Teka-Teki Koalisi Capres dan Cawapres
Keempat, terkait restu ketua umum Parpol pengusung utama Jokowi. Bagi Jokowi elektabilitas itu sangat penting, dan Jokowi tidak lagi bicara setelah 2024. Sementara, logika PDIP berbeda, bicara setelah 2024.
Karena itu, PDIP menilai tidak mau kalau bukan kader mereka untuk keberlanjutan partai. Kalau panggung cawapres ini diambil elite partai yang bukan kader PDIP, maka figur wapres tersebut bisa terang lampunya di tahun 2024, jelas itu membahayakan masa depan dan kemajuan PDIP, karena wapres sudah curi start.
Kelima, kombinasi ideal yaitu nasionalis religius, cawapres Jokowi tidak perlu dipaksakan ahli di bidang ekonomi, hukum dan politik. Nanti sudah cukup diperkuat menteri Koordinator (Menko).
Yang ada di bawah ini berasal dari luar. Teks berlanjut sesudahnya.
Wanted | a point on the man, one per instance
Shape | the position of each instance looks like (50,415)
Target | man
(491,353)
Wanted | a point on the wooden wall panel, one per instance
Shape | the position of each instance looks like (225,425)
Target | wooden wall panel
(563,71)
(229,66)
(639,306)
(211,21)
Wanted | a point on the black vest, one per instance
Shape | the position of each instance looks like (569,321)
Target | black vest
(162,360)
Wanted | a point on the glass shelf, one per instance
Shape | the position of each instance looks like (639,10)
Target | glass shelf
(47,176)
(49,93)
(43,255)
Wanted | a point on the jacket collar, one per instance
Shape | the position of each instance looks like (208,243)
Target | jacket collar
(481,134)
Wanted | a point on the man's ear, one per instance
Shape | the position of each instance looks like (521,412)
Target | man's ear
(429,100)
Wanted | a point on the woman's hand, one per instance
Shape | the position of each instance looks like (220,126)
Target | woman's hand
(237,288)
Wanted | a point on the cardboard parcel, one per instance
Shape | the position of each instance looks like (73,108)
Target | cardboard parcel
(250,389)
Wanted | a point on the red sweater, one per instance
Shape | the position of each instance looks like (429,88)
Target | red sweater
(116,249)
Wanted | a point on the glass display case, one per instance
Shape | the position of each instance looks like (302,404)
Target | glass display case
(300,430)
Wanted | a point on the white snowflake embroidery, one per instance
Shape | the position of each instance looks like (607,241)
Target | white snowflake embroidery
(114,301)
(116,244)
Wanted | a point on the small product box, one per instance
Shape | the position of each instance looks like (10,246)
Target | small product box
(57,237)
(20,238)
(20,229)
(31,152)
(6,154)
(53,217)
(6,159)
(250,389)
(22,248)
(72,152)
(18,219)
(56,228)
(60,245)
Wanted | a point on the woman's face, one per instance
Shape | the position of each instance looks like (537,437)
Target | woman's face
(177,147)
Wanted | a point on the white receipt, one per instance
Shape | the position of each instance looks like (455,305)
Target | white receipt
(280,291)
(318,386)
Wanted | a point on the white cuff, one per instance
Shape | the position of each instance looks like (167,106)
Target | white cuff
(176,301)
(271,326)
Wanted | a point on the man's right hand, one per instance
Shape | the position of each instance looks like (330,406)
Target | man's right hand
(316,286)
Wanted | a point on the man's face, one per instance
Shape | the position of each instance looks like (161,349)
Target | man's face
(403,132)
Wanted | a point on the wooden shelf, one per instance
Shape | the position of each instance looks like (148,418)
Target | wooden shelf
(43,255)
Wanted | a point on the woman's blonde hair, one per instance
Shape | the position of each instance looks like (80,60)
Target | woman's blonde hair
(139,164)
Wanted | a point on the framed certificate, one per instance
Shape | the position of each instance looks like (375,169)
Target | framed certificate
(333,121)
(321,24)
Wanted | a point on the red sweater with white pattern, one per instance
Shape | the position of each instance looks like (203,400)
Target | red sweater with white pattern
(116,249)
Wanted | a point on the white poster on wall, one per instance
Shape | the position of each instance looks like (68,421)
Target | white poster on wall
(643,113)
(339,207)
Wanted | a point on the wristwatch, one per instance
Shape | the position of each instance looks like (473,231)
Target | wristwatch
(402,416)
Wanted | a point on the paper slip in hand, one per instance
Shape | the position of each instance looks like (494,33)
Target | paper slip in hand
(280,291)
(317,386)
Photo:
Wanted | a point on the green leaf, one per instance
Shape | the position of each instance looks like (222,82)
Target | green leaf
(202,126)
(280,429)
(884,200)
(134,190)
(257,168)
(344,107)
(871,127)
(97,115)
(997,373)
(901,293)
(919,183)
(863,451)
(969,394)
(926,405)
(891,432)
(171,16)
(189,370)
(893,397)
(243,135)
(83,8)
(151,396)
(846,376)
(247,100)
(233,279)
Namun yang terpenting cawapres harus berbeda ceruk segmen pemilih dengan capres, ngak boleh sama. Oleh karena itu, segmen Jokowi nasionalis dan cawapresnya mesti dari segmen ceruk religius (ulama ataubsantri).
Poros Ketiga
Sebetulnya Gerindra tidak begitu sulit mengusung Prabowo menjadi capres, tinggal mencari dan menyakinkan satu partai koalisi lagi untuk memenuhi ambang batas aturan presidential threshold (PT) sebesar 20-25 persen dalam UU Pemilu.
Berbeda dengan dengan poros ketiga yang sedang coba digadang-gadang dibangun oleh partai demokrat, minimal harus mampu menarik dua parpol koalisi lagi agar bisa memenuhi syarat administratif sebagai prasyarat mengusung capres dan cawapres.
Partai demokrat terus berupaya melakukan konsolidasi, silaturahim dan penjajakan awal ke beberapa parpol koalisi lainnya. Dengan mencoba menawarkan tiga opsi. Opsi pertama bergabung ke koalisi Jokowi. Opsi kedua, bergabung ke poros Prabowo. Opsi ketiga, membentuk poros ketiga/alternatif dengan parpol koalisi lainnya.
Demokrat akan menangkap bola pantulan koalisi yang belum memutuskan bergabung ke koalisi Jokowi dan Prabowo.